I have a data frame that looks like this. names and number of columns will NOT be consistent (sometimes 'C' will not be present, other times "D', 'E', 'F' may be present, etc.). The only consistent variable will always be Y, and I want to regress against Y.
# name and number of columns varies...so need flexible process
Y <- c(4, 4, 3, 4, 3, 2, 3, 2, 2, 3, 4, 4, 3, 4, 8, 6, 5, 4, 3, 6)
A <- c(1, 2, 1, 2, 3, 2, 1, 1, 1, 2, 1, 4, 3, 1, 2, 2, 1, 2, 4, 8)
B <- c(5, 6, 6, 5, 3, 7, 2, 1, 1, 2, 7, 4, 7, 8, 5, 7, 6, 6, 4, 7)
C <- c(9, 1, 2, 2, 1, 4, 5, 6, 7, 8, 89, 9, 7, 6, 5, 6, 8, 9 , 67, 6)
YABC <- data.frame(Y, A, B, C)
I want to loop through each variable and collect output from regression model.
This process creates the desired output, but only for this specific iteration.
model_A <- lm(Y ~ A, YABC)
ID <- 'A'
rsq <- summary(model_A)$r.squared
adj_rsq <- summary(model_A)$adj.r.squared
sig <- summary(model_A)$sigma
datA <- data.frame(ID, rsq, adj_rsq, sig)
model_B <- lm(Y ~ B, YABC)
ID <- 'B'
rsq <- summary(model_B)$r.squared
adj_rsq <- summary(model_B)$adj.r.squared
sig <- summary(model_B)$sigma
datB <- data.frame(ID, rsq, adj_rsq, sig)
model_C <- lm(Y ~ C, YABC)
ID <- 'C'
rsq <- summary(model_C)$r.squared
adj_rsq <- summary(model_C)$adj.r.squared
sig <- summary(model_C)$sigma
datC <- data.frame(ID, rsq, adj_rsq, sig)
output <- rbind(datA, datB, datC)
How can I wrap this in a loop or some other process that will account for varied number and name of columns?
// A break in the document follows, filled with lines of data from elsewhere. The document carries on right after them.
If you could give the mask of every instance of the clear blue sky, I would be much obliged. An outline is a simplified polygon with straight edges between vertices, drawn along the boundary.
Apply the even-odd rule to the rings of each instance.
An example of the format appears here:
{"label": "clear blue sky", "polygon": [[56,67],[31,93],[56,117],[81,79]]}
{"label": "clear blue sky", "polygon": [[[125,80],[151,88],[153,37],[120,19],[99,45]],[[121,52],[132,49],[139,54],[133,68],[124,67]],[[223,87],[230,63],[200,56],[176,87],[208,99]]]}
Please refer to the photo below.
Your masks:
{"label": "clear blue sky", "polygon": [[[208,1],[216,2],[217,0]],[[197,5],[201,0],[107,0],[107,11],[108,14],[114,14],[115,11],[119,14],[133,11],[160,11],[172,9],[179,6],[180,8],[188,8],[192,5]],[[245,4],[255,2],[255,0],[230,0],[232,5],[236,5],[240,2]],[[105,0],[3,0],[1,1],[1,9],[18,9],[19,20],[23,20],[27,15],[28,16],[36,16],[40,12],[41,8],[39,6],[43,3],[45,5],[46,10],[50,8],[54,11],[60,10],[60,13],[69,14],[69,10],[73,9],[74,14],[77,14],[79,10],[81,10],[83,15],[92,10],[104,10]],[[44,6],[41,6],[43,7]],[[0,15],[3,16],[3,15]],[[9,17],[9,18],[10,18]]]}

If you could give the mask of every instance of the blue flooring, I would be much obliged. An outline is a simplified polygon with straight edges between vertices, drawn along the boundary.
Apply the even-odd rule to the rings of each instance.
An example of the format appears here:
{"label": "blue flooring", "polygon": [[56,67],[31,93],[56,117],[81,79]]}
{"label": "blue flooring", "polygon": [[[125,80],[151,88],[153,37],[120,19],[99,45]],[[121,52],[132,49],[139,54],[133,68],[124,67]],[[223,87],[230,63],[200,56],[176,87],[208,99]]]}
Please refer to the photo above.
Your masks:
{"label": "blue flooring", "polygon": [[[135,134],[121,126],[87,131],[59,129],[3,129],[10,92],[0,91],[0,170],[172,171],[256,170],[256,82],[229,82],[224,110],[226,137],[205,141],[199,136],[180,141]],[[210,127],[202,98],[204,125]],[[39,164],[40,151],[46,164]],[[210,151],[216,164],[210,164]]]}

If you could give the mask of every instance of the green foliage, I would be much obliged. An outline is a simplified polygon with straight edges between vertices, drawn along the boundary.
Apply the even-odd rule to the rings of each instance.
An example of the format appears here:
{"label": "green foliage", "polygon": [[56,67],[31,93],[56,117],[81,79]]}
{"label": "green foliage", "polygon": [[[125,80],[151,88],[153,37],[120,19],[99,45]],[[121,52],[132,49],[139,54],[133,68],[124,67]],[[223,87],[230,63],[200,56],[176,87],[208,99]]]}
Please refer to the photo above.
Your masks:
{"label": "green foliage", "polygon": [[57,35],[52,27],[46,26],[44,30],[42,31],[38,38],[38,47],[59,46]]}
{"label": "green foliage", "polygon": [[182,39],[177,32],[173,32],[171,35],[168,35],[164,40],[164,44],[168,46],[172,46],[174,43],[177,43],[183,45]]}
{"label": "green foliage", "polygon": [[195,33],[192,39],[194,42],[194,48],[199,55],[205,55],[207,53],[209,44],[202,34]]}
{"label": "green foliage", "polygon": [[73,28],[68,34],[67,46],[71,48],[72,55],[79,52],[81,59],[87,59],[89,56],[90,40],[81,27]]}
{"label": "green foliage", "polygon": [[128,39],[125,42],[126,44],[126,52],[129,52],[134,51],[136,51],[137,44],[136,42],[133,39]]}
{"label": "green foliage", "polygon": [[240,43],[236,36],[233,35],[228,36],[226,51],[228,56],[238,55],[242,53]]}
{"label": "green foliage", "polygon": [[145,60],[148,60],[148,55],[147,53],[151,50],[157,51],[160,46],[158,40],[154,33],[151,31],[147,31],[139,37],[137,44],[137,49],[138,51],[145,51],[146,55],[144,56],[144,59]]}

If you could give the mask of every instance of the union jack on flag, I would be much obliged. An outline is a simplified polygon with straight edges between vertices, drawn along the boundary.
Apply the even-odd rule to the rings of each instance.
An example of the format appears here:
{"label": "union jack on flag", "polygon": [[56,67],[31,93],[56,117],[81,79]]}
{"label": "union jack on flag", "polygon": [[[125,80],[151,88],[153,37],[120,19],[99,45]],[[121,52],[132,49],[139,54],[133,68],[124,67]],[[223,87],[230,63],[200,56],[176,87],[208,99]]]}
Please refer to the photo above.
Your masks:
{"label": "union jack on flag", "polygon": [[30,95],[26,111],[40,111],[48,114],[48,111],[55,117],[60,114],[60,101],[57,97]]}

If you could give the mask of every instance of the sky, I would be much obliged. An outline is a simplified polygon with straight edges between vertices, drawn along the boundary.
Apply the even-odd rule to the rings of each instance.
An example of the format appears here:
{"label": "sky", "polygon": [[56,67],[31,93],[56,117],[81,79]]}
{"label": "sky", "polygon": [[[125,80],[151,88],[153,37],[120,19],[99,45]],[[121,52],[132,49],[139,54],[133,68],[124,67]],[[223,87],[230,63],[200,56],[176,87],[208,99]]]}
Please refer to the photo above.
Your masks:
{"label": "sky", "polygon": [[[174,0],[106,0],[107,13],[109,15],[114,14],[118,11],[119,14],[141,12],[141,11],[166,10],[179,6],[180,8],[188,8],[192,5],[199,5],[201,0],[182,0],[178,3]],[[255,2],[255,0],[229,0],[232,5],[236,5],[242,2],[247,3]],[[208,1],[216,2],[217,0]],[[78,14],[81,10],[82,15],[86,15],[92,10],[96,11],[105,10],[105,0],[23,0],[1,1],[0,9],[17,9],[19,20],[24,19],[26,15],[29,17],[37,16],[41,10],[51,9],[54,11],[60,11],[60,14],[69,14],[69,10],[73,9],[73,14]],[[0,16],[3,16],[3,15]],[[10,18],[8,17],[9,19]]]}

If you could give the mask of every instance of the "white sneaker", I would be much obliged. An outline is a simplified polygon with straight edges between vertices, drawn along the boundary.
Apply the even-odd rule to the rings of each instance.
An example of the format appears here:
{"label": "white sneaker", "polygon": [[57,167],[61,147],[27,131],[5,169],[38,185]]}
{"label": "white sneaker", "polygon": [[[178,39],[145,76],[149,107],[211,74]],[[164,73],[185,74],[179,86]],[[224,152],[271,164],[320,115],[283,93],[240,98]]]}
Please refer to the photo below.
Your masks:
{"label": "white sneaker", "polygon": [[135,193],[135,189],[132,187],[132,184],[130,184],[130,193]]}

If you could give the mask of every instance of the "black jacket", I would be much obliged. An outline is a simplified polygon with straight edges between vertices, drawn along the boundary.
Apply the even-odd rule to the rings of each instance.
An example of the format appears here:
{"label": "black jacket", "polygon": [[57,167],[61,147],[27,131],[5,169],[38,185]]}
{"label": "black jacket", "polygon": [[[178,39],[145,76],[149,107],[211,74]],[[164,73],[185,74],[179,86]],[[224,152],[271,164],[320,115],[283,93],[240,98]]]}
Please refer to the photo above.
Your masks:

Here is my attempt...yes I know it's not right, just me conceptualizing the kind of capability I'd like.
# initialize data frame
output__ <- data.frame(ID__ = as.character(),
rsq__ = as.numeric(),
adj_rsq__ = as.numeric(),
sig__ = as.numeric())
# loop through A, then B, then C
for(i in A:C) {
model_[i] <- lm(Y ~ [i], YABC)
ID <- '[i]'
rsq <- summary(model_[i])$r.squared
adj_rsq <- summary(model_[i])$adj.r.squared
sig <- summary(model_[i])$sigma
data__temp <- (ID__, rsq__, adj_rsq__, sig__)
data__ <- rbind(data__, data__temp)
}
Using @BigDataScientist approach...here is the solution I went with.
# initialize data frame
data__ <- data.frame(ID__ = as.character(),
rsq__ = as.numeric(),
adj_rsq__ = as.numeric(),
sig__ = as.numeric())
# loop through A, then B, then C
for(char in names(YABC)[-1]){
model <- lm(as.formula(paste("Y ~ ", char)), YABC)
ID__ <- paste(char)
rsq__ <- summary(model)$r.squared
adj_rsq__ <- summary(model)$adj.r.squared
sig__ <- summary(model)$sigma
data__temp <- data.frame(ID__, rsq__, adj_rsq__, sig__)
data__ <- rbind(data__, data__temp)
}